Greek film director (born 1977)

Spiros Stathoulopoulos (Σπύρος Σταθουλόπουλος; born 1978) is a Greek-Colombian film director best known for the continuously shot thriller PVC-1 (2007) and Meteora (2012).

== Biography ==

Spiros Stathoulopoulos was born in Greece and moved to Colombia at the age of 8. Already at school he developed interest to cinema and at the age of 14 won and award for his short meter film Dimension. Stathoulopoulos studied film-making in Colombia, then at the California State University.

PVC-1 debuted at the 60th Cannes Film Festival in the Quinzaine des Réalisateurs and won numerous international awards including the FIPRESCI Prize at the Thessaloniki International Film Festival.

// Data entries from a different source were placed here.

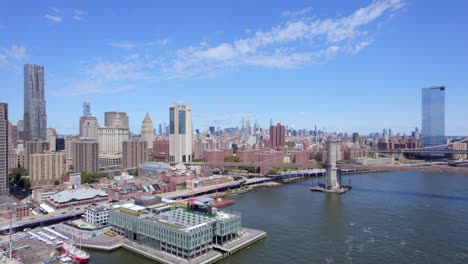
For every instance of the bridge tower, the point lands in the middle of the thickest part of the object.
(333, 177)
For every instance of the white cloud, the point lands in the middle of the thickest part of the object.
(133, 67)
(86, 87)
(277, 48)
(302, 39)
(130, 45)
(79, 14)
(56, 10)
(123, 45)
(295, 14)
(56, 19)
(17, 52)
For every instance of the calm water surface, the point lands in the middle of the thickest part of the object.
(395, 217)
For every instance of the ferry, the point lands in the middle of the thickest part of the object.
(75, 253)
(222, 203)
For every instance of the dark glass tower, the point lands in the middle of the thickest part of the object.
(433, 116)
(35, 117)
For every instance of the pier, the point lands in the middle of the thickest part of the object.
(249, 237)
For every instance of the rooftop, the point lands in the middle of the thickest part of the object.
(77, 194)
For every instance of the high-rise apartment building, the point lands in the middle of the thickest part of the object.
(51, 137)
(46, 168)
(277, 136)
(180, 133)
(35, 117)
(114, 119)
(147, 132)
(135, 152)
(4, 190)
(433, 116)
(85, 155)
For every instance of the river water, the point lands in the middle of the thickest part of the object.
(391, 217)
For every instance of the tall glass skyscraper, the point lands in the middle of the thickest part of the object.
(180, 133)
(35, 117)
(433, 116)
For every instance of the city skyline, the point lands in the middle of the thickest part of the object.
(276, 79)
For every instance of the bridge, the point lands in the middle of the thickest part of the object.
(439, 149)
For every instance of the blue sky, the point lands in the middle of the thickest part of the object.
(344, 65)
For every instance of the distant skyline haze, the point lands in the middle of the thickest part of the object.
(355, 66)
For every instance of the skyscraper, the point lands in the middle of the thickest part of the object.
(147, 132)
(433, 116)
(114, 119)
(111, 138)
(277, 136)
(180, 129)
(84, 155)
(35, 117)
(88, 123)
(135, 152)
(4, 191)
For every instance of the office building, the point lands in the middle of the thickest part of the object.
(46, 168)
(135, 152)
(4, 189)
(51, 136)
(89, 127)
(59, 144)
(277, 136)
(34, 147)
(111, 138)
(147, 132)
(35, 117)
(84, 155)
(110, 162)
(433, 116)
(161, 150)
(173, 232)
(97, 215)
(180, 133)
(88, 123)
(116, 119)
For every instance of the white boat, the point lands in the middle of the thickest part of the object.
(75, 253)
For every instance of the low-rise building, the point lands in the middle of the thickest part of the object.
(40, 195)
(186, 234)
(76, 197)
(97, 215)
(153, 169)
(13, 209)
(206, 181)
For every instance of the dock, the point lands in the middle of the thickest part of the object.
(249, 237)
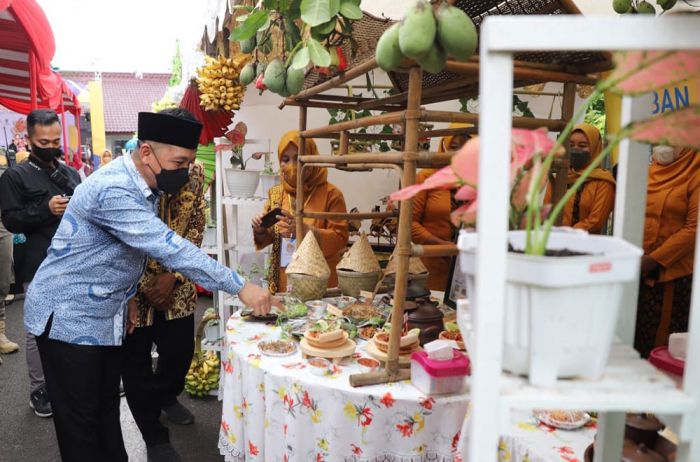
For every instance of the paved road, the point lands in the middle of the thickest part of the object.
(26, 437)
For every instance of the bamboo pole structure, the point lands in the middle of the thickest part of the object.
(560, 167)
(299, 206)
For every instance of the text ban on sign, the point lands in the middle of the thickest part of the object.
(600, 267)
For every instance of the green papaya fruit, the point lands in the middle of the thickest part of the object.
(456, 32)
(275, 76)
(417, 31)
(247, 74)
(645, 8)
(247, 46)
(622, 6)
(295, 80)
(388, 52)
(434, 61)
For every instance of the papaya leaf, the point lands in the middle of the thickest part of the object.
(294, 11)
(640, 72)
(250, 26)
(677, 128)
(350, 10)
(318, 54)
(301, 59)
(315, 12)
(334, 7)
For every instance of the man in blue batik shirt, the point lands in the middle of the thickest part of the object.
(77, 302)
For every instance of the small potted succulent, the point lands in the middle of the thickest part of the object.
(241, 182)
(268, 177)
(211, 328)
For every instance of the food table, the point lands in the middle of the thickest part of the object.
(274, 409)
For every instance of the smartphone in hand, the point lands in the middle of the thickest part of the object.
(270, 218)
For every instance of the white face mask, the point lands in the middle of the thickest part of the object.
(664, 155)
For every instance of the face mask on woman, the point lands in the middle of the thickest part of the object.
(578, 158)
(664, 155)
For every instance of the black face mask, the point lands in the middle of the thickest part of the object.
(46, 154)
(171, 181)
(578, 158)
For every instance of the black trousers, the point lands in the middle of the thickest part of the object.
(83, 383)
(148, 392)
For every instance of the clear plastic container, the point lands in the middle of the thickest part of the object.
(434, 377)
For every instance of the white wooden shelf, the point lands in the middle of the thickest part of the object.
(629, 384)
(235, 200)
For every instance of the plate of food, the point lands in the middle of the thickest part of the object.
(277, 347)
(563, 420)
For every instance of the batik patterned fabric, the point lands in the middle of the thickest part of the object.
(184, 214)
(98, 254)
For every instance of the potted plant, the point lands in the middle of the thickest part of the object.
(211, 328)
(564, 289)
(241, 182)
(268, 177)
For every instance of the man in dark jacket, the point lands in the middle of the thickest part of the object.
(33, 197)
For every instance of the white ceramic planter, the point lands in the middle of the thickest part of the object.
(267, 182)
(242, 183)
(211, 333)
(561, 312)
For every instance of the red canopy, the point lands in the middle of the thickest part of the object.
(26, 49)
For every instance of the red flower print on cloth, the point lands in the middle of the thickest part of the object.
(406, 429)
(227, 366)
(427, 403)
(253, 449)
(365, 417)
(294, 366)
(455, 441)
(388, 400)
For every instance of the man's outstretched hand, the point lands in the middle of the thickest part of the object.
(259, 299)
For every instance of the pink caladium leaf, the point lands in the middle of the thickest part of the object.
(466, 214)
(444, 178)
(466, 162)
(242, 128)
(640, 72)
(677, 128)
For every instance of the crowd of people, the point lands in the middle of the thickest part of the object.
(109, 260)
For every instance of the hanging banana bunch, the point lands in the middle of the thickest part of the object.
(219, 85)
(204, 372)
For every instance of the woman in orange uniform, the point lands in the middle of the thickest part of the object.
(319, 196)
(590, 207)
(669, 246)
(431, 217)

Meteora, his second film, was nominated for the Golden Bear at the 62nd Berlin International Film Festival.

His segment Killing Klaus Kinski (2016), from the Colombian omnibus film Amazonas, competed in the 2017 Clermont-Ferrand International Short Film Festival, as well as other international festivals in 2018 and 2019.

His next project (working title Godard Knows The Truth) was pitched at the Les Arcs Coproduction Village.

His next feature, Cavewoman, was released in 2022. A modern interpretation of Euripides's Electra, it starred Angeliki Papoulia as a protagonist, a female resistance fighter during the Nazi invasion of Greece. At the 63d Thessaloniki International Film Festival it won the JF Costopoulos Foundation Award.